L'idée : une plateforme pour aider les parents séparés à générer une convention de garde d'enfants : "On s'est rendu compte dans notre pratique, que souvent les parents se présentent seuls aux audiences. Ils manquent d'informations et d'un service de qualité.  [...] Il fallait s'adapter car il existait une réelle demande."

Sans compter que pour le Bâtonnier, ces legaltechs contribuent à une autre nécessité : "Il faut aussi casser l'image de l'avocat rigide et imposant".

Un bouclier contre les "industriels du droit"

Alors que certains avocats résistent à ce tournant numérique, d'autres veulent prendre le train, mais sans vraiment savoir par où commencer. L'incubateur du barreau estime qu'il s'agit cependant d'une étape devenue indispensable : car le risque, bien présent, serait que d'autres prestataires de services, non spécialisés en droit, s'accaparent sa numérisation.

Car on retrouve désormais sur certains services, ce que le Bâtonnier appelle "des industriels du droit, qui cherchent notamment à proposer entre autres des services peu chers, en ôtant certains rôles aux avocats, comme de préparer les contrats de travail, d'aider les citoyens à saisir un juge, etc".

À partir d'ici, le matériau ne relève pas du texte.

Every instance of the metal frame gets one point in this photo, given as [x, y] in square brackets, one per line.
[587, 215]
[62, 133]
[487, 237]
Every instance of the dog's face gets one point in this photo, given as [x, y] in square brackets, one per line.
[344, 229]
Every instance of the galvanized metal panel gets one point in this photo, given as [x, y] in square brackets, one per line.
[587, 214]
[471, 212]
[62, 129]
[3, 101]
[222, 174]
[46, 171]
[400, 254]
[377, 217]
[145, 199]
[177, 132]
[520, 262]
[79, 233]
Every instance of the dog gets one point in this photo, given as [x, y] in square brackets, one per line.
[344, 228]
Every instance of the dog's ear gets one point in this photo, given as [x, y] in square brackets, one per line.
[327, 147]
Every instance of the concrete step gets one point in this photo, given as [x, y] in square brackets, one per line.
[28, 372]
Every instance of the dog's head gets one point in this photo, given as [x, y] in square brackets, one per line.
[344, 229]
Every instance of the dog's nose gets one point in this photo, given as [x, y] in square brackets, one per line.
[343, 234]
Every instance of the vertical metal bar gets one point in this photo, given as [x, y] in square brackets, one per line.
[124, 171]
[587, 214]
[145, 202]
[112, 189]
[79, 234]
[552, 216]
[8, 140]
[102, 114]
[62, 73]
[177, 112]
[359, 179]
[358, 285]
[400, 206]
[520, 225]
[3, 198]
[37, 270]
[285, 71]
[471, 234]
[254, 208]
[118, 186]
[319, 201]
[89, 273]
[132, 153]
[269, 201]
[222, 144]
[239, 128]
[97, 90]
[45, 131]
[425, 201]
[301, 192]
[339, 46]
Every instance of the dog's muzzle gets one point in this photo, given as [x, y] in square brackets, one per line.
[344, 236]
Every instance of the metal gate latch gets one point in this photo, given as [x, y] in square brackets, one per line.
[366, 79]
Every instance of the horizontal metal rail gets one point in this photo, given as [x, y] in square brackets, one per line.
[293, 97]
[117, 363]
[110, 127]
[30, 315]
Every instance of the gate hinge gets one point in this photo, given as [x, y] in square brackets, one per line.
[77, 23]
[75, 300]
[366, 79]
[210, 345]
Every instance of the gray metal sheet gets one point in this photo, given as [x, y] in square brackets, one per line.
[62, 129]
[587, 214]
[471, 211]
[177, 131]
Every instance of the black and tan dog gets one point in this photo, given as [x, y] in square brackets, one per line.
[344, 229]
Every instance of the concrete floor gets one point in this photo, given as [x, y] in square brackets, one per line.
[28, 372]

Le Barreau de Lyon le martèle donc : "il ne faut pas abandonner le droit du quotidien à ces plateformes, qui proposent des choses toutes faites : nous avons nous aussi des services adaptés au droit du quotidien, réalisés par un avocat et qui répondent à une réglementation stricte."

Pour la profession, tout l'enjeu sera donc ne pas perdre ce marché ainsi que leur indépendance. "Si l'on ne fait rien pour proposer des services modernes et faciles d'accès, cette évolution se fera sans nous", craint Serge Deygas.